Çarşamba günü tüm gün boyunca Mursi karşıtı protestolarda neşeli bir atmosfer vardı. Maikal Adel isimli bir protestocu, öğleden sonra Tahrir Meydanı'nda davul ve zurna çalınması ve bol miktarda patlamış mısır yenmesi de dahil karnaval benzeri bir ortamda bana, "Oyunu bitireceğiz" dedi. "Bugün son gün olacak."
Savunma Bakanı Abdülfettah El Sisi o akşam Sayın Mursi'nin görevden alındığını duyurduğu zaman, Tahrir'deki insanlar kulakları sağır edecek bir sayha kopardılar. Duyuruyu seyrettiğim otelde adamlar kucaklaştılar. Mısır'ın İslamcı ilk cumhurbaşkanının resimden çıkmasıyla orta yaşlı bir adam ona "Allahu ekber" diye fısıldadı.
Daha bir sene önce, Sayın Mursi 2012 cumhurbaşkanlığı seçiminin galibi ilan edildiği zaman, -çok daha tutkulu Allahu ekber nidaları dahil- oldukça farklı bir Tahrir kutlamasına şahit olmuştum. O gün meydanı dolduran insanlar, şüphe götürmez şekilde teokratik bir proje arıyorlardı. Sayın Mursi'nin Şeriat kanunlarının uygulanmasında çok az ilerleme sağlaması, görev süresi içindeki en hatırda kalacak başarısızlığı olabilir.
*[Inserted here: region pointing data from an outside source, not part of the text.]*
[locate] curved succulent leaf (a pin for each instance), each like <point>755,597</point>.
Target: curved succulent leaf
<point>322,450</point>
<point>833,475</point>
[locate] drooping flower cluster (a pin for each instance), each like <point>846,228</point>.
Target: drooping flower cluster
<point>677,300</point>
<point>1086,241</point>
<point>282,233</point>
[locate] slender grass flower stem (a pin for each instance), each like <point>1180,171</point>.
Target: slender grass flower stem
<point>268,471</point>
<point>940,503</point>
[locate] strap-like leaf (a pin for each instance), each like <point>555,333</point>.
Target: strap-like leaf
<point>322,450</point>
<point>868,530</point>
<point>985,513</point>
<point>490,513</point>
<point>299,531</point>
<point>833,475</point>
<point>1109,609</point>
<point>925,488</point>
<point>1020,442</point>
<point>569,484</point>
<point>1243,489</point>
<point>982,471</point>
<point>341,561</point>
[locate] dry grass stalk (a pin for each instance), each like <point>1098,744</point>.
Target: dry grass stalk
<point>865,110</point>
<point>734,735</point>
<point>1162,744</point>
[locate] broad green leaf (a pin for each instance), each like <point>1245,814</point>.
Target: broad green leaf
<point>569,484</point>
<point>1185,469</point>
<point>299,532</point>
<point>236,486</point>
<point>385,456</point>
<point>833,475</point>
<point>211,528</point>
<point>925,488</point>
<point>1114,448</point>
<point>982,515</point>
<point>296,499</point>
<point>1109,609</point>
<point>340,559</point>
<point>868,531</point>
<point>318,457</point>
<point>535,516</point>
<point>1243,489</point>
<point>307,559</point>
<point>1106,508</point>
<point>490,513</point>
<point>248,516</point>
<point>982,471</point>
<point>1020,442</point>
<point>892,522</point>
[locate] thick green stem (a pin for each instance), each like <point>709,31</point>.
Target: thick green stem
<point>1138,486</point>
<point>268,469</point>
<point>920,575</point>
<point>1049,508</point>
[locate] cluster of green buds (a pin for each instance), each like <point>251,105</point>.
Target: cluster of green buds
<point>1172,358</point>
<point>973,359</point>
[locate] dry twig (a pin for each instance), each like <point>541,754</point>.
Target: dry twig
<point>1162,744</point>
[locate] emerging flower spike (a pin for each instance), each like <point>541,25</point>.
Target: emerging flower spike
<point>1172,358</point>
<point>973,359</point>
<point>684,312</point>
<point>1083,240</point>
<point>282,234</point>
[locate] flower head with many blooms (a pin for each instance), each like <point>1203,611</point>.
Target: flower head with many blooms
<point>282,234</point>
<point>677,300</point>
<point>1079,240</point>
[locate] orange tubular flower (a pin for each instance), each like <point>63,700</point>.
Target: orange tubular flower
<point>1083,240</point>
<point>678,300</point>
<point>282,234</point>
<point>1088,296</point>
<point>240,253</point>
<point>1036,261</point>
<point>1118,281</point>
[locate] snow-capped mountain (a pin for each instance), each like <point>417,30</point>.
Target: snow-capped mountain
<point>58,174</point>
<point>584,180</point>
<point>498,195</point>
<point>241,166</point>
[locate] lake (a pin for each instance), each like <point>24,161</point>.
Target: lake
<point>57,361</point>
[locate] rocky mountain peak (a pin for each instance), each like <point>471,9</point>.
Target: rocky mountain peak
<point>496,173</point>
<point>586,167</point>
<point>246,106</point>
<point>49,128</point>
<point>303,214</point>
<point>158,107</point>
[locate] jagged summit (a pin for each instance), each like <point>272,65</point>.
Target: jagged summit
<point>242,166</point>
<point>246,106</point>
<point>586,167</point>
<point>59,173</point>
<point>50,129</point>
Çarşamba günü protestocuların Sayın Mursi'yi tanımlarken sık sık Arapça olarak bağırdıkları "başarısızlık," onun cumhurbaşkanlığını sürdürülemez kılacak ve Mısır'ı uçurumun eşiğine getirecek şartları oluşturdu. Onun demokratik olmayan bir şekilde görevden alınışı, Mısır'da önümüzdeki günler ve aylarda uzlaşma sağlanması çabalarını önemli ölçüde karmaşıklaştıracak. Ama Mısır'ın problemlerinin derinliği, demokrasinin kaderi cumhurbaşkanının alaşağı edilmesine yardım eden protestocuların pek de akıllarında değildi.